The term survey in the current context implies the use of a randomization rule in the selection of locations across the domain of interest and the caveat that all locations have a positive chance of being selected.  Approaches available to achieve these criteria for monitoring natural resources include: simple random sampling, systematic sampling, and grts (Stevens and Olsen, 2004) based sampling.  A restricted survey design implies that part of the domain will be sampled by application of a survey, and other parts by application of one of the other spatial designs.  There are six sub-categories of survey-based designs:

  • Non-stratified Independent Random Survey – a sampling technique where a group of subjects (a sample) for study is selected from a larger group (a population).  Each individual is chosen entirely by chance and each member of the population has an equal chance of being included in the sample.  A non-stratified sample does not take separate samples from strata or sub-groups of a population.
  • Stratified or Variable Probability Independent Random Survey – a sampling technique where a group of subjects (a sample) for study is selected from a larger group (a population).  Each individual is chosen entirely by chance and each member of the population has a known, but possibly non-equal, chance of being included in the sample.  A stratified sample is obtained by taking samples from each stratum or sub-group of a population.
  • Non-stratified Generalized Random-Tessellation Stratified (GRTS) Survey – produces a probability sample with design-based variance estimators.  It provides a spatially balanced, random sample, allows for unequal probability sampling, and can provide an over-sample of sample sites to accommodate field implementation issues.  A non-stratified sample does not take separate samples from strata or sub-groups of a population.
  • Stratified or Variable Probability GRTS Survey – produces a probability sample with design-based variance estimators.  It provides a spatially balanced, random sample.
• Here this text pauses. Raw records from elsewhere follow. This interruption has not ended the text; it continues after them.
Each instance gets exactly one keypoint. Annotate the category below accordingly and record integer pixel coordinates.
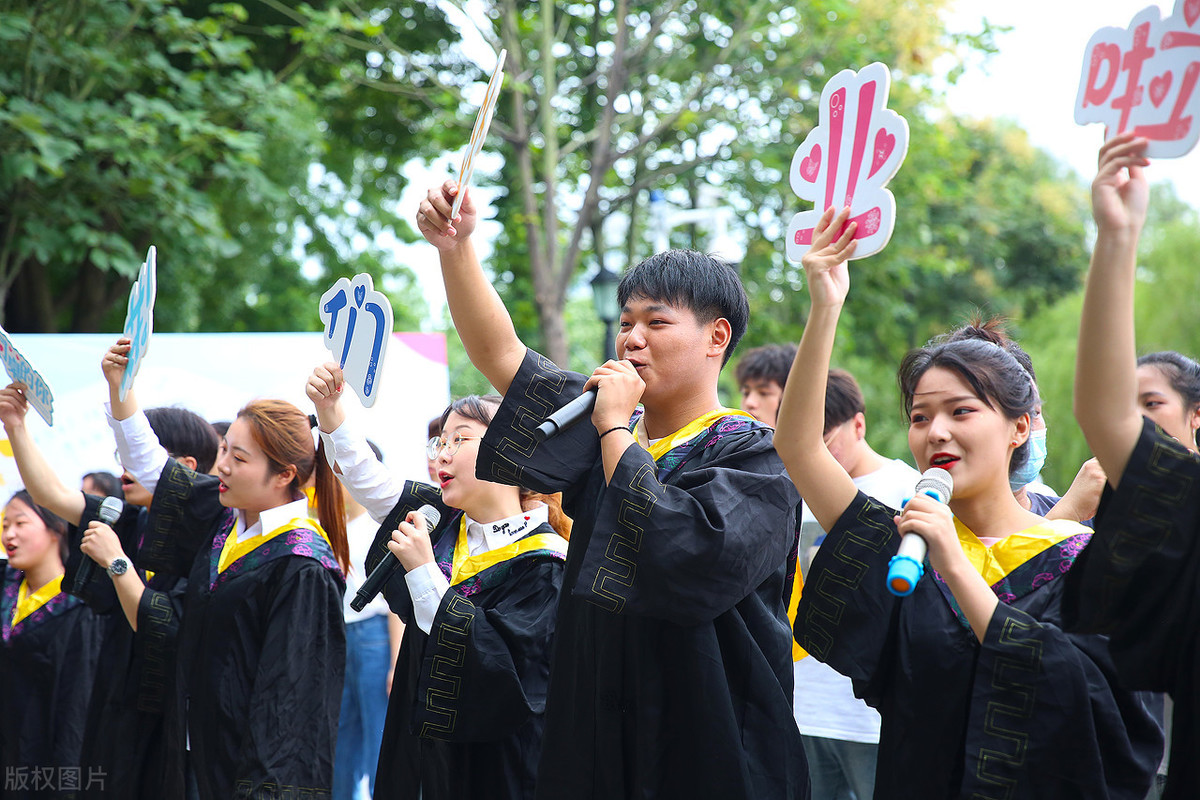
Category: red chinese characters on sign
(849, 158)
(1144, 79)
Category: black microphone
(109, 512)
(388, 566)
(567, 416)
(909, 564)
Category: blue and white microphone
(909, 564)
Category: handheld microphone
(387, 567)
(109, 512)
(567, 416)
(909, 564)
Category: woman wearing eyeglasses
(479, 595)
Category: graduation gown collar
(687, 433)
(1023, 561)
(471, 573)
(49, 601)
(300, 536)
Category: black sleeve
(160, 613)
(485, 671)
(412, 497)
(99, 591)
(693, 548)
(509, 452)
(1048, 703)
(846, 615)
(1137, 579)
(298, 689)
(184, 515)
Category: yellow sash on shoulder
(999, 560)
(468, 566)
(28, 603)
(688, 432)
(234, 549)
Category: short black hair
(185, 433)
(995, 374)
(53, 522)
(766, 362)
(844, 398)
(705, 284)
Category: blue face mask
(1032, 467)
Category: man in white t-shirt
(372, 639)
(840, 732)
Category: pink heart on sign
(885, 143)
(811, 164)
(1159, 86)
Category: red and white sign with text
(1143, 78)
(847, 160)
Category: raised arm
(479, 316)
(346, 450)
(40, 479)
(1105, 366)
(799, 434)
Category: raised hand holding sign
(358, 325)
(479, 133)
(849, 158)
(37, 391)
(1143, 79)
(139, 317)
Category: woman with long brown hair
(262, 645)
(479, 594)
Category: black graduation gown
(47, 667)
(672, 667)
(1139, 583)
(262, 648)
(125, 731)
(1030, 713)
(465, 716)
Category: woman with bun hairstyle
(479, 596)
(262, 645)
(979, 691)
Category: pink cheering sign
(1143, 78)
(849, 158)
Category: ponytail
(331, 507)
(285, 433)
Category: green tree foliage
(1164, 320)
(247, 142)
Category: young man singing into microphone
(672, 667)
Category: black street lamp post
(604, 295)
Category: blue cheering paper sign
(37, 391)
(139, 318)
(358, 325)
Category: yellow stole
(687, 432)
(234, 549)
(468, 566)
(999, 560)
(29, 602)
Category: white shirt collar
(273, 518)
(485, 536)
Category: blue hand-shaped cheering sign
(139, 317)
(37, 391)
(358, 325)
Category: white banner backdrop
(215, 374)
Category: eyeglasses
(437, 445)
Allows for unequal probability sampling, and can provide an over-sample of sample sites to accommodate field implementation issues.  A stratified sample is obtained by taking samples from each stratum or sub-group of a population.
  • Non-stratified Systematic Survey – a method of selecting sample members from a larger population according to a random starting point and a fixed, periodic interval.  Typically, every “nth” member is selected from the total population for inclusion in the sample population.  Systematic sampling is still thought of as being random, as long as the periodic interval is determined beforehand and the starting point is random.  A non-stratified sample does not take separate samples from strata or sub-groups of a population.
  • Stratified Systematic – a method of selecting sample members from a larger population according to a random starting point and a fixed, periodic interval.  Typically, every “nth” member is selected from the total population for inclusion in the sample population.  Systematic sampling is still thought of as being random, as long as the periodic interval is determined beforehand and the starting point is random.  A stratified sample is obtained by taking samples from each stratum or sub-group of a population.

Opportunistic

An opportunistic-based design is where you will only be able to sample at sites that are selected based on ease of access or other subjective criteria.

In some instances, categories may be combined to produce hybrid designs.  For example, part of your domain may be sampled by counting fish as they pass over a weir (census).  The remaining portion of the domain may be best monitored by a survey.

Each of these spatial designs has strengths and weaknesses.  In general, the chance of making poor inferences is highest for opportunistic spatial designs and lowest for census designs.  Conversely, opportunistic spatial designs will generally be less expensive to implement that census designs.